However, thanks to the Covid-19 pandemic erasing a year of anticipation-building pre-Olympic competition, there is also an air of mystery for those outside the gymnastics universe about most of the six women — alongside stalwart Simone Biles, there’s Jordan Chiles, Sunisa Lee, Grace McCallum, Jade Carey and MyKayla Skinner.
Some — like Chiles, whose prospects were bolstered after a move to Biles’ gym — are underdogs, and some — like Skinner, who stepped away from a star spot on the University of Utah’s team to train for an Olympics berth — are stepping outside the conventional path for the sport.
For any aspiring elite gymnast, the Olympics are still everything. But up until these Games the definition of “everything” also included the pressure to turn professional, to capitalize as much as possible on the potential for money-making endorsements or other deals.
For athletes whose careers are so front-loaded into their youth, these financial concerns — along with draconian rules forbidding making money while participating in collegiate sport (thereby removing college as an option for many) — the Olympics were the primary, and often the last, stage where fans could watch their favorite US gymnasts launch themselves into history.
Now, when the gymnastics competition begins in Tokyo, it will be unlike ever before. Not only will it include a team of women 18 and older in a sport known traditionally for pixie teens, but it will also feature star gymnasts whose talents will later grace the stage (or mat) at US colleges, even if they still aspire to and plan to shoot for future Olympic greatness in — or profit from — their sport.
Six years ago, this reality was still far away. In July 2015, almost a year before the Rio de Janeiro Olympics, Biles, then 18, did something that seemed inevitable. In a news release, she announced that she would forgo her scholarship to UCLA, turning professional and signing with an agent. She did this so that she could take for-pay competitive and promotional opportunities that would be simply be unavailable to her, were she to be competing at the collegiate level.
Biles’ decision seemed like a foregone conclusion back then because women’s gymnastics has long occupied a unique position among other popular Olympic sports in the United States and internationally. In other Olympic sports in the US — including track and swimming — many Olympians have honed their skills through their collegiate careers before continuing their success through professional careers in their twenties (or even thirties, like Olympic trials silver medalist marathon runner Sally Kipyego), with opportunities to be compensated for their talents.

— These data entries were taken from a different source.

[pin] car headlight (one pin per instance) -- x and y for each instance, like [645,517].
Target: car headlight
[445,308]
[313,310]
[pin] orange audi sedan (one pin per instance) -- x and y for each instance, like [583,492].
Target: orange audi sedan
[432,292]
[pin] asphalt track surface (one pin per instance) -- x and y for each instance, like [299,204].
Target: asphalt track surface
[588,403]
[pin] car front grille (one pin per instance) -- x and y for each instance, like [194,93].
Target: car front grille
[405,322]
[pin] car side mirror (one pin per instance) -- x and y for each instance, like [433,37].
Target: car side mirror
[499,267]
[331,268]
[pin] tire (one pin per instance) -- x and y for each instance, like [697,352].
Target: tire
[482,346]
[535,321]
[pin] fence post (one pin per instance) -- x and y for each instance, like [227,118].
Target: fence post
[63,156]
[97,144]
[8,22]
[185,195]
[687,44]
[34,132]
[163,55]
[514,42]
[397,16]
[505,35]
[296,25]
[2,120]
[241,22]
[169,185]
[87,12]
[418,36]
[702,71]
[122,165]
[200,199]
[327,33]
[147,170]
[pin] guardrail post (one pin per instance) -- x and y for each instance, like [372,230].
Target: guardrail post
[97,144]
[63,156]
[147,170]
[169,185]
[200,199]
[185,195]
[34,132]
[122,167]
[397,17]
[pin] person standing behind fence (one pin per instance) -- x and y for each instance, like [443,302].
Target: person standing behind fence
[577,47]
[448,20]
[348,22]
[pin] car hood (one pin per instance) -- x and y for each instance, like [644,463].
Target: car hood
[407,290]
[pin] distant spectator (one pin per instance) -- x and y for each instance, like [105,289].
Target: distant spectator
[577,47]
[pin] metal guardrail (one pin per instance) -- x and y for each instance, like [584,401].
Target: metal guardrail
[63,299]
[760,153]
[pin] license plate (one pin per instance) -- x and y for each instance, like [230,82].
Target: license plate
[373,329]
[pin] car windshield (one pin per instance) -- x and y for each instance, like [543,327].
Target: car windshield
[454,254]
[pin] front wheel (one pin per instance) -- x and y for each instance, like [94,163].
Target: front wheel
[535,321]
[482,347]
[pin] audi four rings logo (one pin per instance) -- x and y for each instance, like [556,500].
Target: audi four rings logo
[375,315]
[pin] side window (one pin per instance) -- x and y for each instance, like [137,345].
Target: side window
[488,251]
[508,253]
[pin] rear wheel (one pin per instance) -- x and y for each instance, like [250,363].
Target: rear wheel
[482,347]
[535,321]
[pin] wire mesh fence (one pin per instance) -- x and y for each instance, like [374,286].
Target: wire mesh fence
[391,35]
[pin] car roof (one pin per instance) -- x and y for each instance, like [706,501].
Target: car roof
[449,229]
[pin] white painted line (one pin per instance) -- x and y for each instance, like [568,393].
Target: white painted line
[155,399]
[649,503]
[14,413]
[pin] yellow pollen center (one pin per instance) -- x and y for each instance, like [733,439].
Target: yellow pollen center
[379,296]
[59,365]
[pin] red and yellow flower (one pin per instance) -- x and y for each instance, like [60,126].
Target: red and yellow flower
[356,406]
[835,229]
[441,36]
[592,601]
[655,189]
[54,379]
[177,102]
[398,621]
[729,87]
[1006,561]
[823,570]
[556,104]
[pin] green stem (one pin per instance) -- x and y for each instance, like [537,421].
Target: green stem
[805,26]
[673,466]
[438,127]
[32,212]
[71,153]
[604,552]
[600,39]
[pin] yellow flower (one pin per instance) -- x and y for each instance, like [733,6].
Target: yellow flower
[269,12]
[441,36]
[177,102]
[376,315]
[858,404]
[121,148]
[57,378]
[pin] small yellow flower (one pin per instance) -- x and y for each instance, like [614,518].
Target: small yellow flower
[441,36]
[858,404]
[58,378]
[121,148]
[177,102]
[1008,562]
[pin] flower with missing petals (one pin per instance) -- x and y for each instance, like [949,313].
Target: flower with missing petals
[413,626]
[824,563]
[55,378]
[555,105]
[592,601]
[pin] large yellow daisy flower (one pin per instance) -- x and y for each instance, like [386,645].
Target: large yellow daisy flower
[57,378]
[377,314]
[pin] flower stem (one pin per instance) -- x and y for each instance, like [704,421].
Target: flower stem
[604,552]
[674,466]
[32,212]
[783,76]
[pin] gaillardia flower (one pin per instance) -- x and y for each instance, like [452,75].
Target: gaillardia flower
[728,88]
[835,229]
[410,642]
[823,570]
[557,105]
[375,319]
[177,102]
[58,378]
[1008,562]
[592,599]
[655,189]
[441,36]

Now, elite athletes and others in their orbit can shift their mindset about college competition, no longer an opportunity devoid of the professional opportunity an Olympic berth brings. Previously, a college scholarship was seen as an alternate, less favored path for Olympic gymnasts — it was only in the absence of lucrative sponsorship deals that a full ride in exchange for an undergraduate education was more appealing.
Having more Olympians and potential Olympians in the ranks of collegiate gymnastics will be good for college programs — and for the sport overall. Historically, Olympic hopefuls could be specialists on one or two events (like Kocian, added to the 2016 Olympic team for her prowess on the uneven bars, which was the only apparatus of the four — floor exercise, vault, uneven bars and balance beam — she competed on during the team competition in Rio).
But with fewer spots available on Olympic teams (seven in 1996 became six in 2000 to 2008 before falling to five and eventually to four for 2020 — though 2024 will bring it back to five), being a contender now demands strength on all four events. Add that to the fact that athletes competing for the Olympics are trained on the open-ended scoring system, which prizes consistent boundary-pushing difficulty over perfection, and it’s clear that more than ever before, more gymnasts will be entering NCAA competition with an unprecedented skill level of difficulty and experience in the sport.
The landscape has drastically changed from pre-Rio, when Biles’ announcement seemed inevitable. No longer do high-level athletes need to choose between cash and competition; they will be able to find glory at the Olympics and beyond. Are we about to see a new era of gymnastics, with high-flying difficulty and renewed interest from the public? In Tokyo, it’s only the beginning.